The result is more hate speech on college campuses coupled with a crackdown on dissent. Not only are conservative billionaires providing the funds for right-wing extremists to speak to college students, they’re also bankrolling the movement to impose harsh penalties on students and faculty who voice their disapproval at events featuring white nationalists and anti-Muslim speakers.

As I reported previously, the Kochs both directly and indirectly fund a think tank called the Goldwater Institute, which crafted a model bill that penalizes campus protesters who interrupt speeches with long-term suspension or expulsion. Numerous states have adopted versions of the bill already.

At the Department of Education, Kissel joins DeVos and likely others in the right-wing crusade to protect fringe campus speakers. At this year’s Conservative Political Action Conference, which, ironically, frequent campus guest Yiannopoulos was originally scheduled to headline until his controversial comments on pedophilia surfaced, DeVos told the crowd, “The education establishment … tell[s] you what to do, what to say, and more ominously, what to think …. But the real threat is silencing the First Amendment rights of people with whom you disagree.”
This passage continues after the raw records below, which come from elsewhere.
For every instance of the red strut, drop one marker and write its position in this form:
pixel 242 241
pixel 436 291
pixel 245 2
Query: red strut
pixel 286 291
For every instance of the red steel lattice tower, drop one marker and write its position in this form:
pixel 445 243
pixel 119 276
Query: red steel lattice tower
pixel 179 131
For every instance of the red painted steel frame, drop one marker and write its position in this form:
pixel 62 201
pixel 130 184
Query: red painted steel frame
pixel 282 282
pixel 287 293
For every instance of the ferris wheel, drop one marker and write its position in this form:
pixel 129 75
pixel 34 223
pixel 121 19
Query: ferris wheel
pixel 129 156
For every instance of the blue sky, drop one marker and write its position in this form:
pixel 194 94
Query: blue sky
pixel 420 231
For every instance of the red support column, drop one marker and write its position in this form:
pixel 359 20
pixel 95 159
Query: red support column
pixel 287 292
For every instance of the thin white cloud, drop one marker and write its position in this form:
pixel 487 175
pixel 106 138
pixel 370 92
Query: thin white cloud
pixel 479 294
Given his history at FIRE in particular, Kissel is also likely to push against protections guaranteed by Title IX—the law that governs how schools handle sexual harassment and assault on campus-in the name of “free speech.” Sen. Patty Murray (D-WA) said in a statement, “I am deeply troubled this hire is another concerning sign that President Trump plans to make it more difficult for survivors of campus sexual violence to get justice. Campus sexual violence is an urgent public health threat nationwide, and rolling back steps that have empowered more survivors of sexual violence to come forward will only send this problem back into the shadows.”
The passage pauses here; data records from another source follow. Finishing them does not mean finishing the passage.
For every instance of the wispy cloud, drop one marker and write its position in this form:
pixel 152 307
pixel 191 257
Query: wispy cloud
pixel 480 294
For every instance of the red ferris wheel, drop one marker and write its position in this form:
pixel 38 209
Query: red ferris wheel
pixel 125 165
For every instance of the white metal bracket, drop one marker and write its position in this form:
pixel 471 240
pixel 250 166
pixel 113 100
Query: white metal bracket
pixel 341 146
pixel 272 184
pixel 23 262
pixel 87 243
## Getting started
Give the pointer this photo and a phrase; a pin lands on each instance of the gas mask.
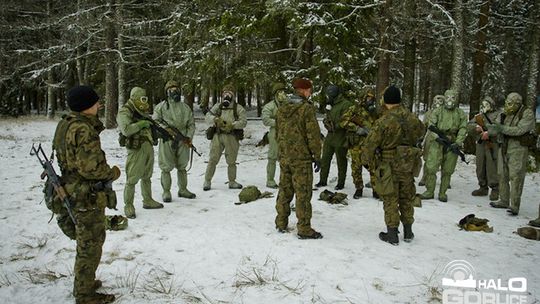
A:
(227, 99)
(485, 107)
(174, 94)
(281, 97)
(512, 103)
(450, 101)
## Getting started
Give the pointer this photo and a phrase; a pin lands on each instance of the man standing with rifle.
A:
(174, 154)
(83, 165)
(486, 149)
(139, 144)
(450, 122)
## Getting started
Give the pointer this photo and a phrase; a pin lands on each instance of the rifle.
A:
(447, 143)
(54, 179)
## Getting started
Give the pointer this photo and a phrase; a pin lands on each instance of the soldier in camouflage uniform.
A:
(358, 120)
(83, 166)
(512, 129)
(486, 150)
(391, 151)
(299, 145)
(453, 122)
(438, 100)
(334, 142)
(139, 143)
(269, 119)
(229, 119)
(177, 114)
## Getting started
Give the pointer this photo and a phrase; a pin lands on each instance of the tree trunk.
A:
(111, 104)
(383, 72)
(459, 52)
(479, 59)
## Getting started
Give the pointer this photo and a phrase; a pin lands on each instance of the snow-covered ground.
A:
(208, 250)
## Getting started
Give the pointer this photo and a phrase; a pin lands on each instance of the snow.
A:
(208, 250)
The DeVos-led Dept. of Education has been quiet on how it will deal with campus sexual assault, so much so that the National Women’s Law Center sued the department on June 12 for records of federal enforcement of Title IX. The acting head of the department’s civil rights office, Candice Jackson—who is the person in charge of enforcing Title IX—recently refused to publish a list of universities with active sexual assault investigations, something the Obama administration ended up doing after pressure from advocates. Jackson has a disturbing record on civil rights, and has condemned feminism on college campuses.

In the four months since she narrowly squeaked by her confirmation vote to become education secretary, DeVos has repeatedly confirmed what civil rights advocates feared: Just as her past indicates, she will do all she can to impose her conservative Christian values on the public education system and privatize it as much as possible. This also appears to include hiring individuals who will not protect vulnerable students. Anti-racists and those who believe in transgender rights, protection for sexual assault victims, and fair and equal opportunities for all students will need to fight her agenda every step of the way.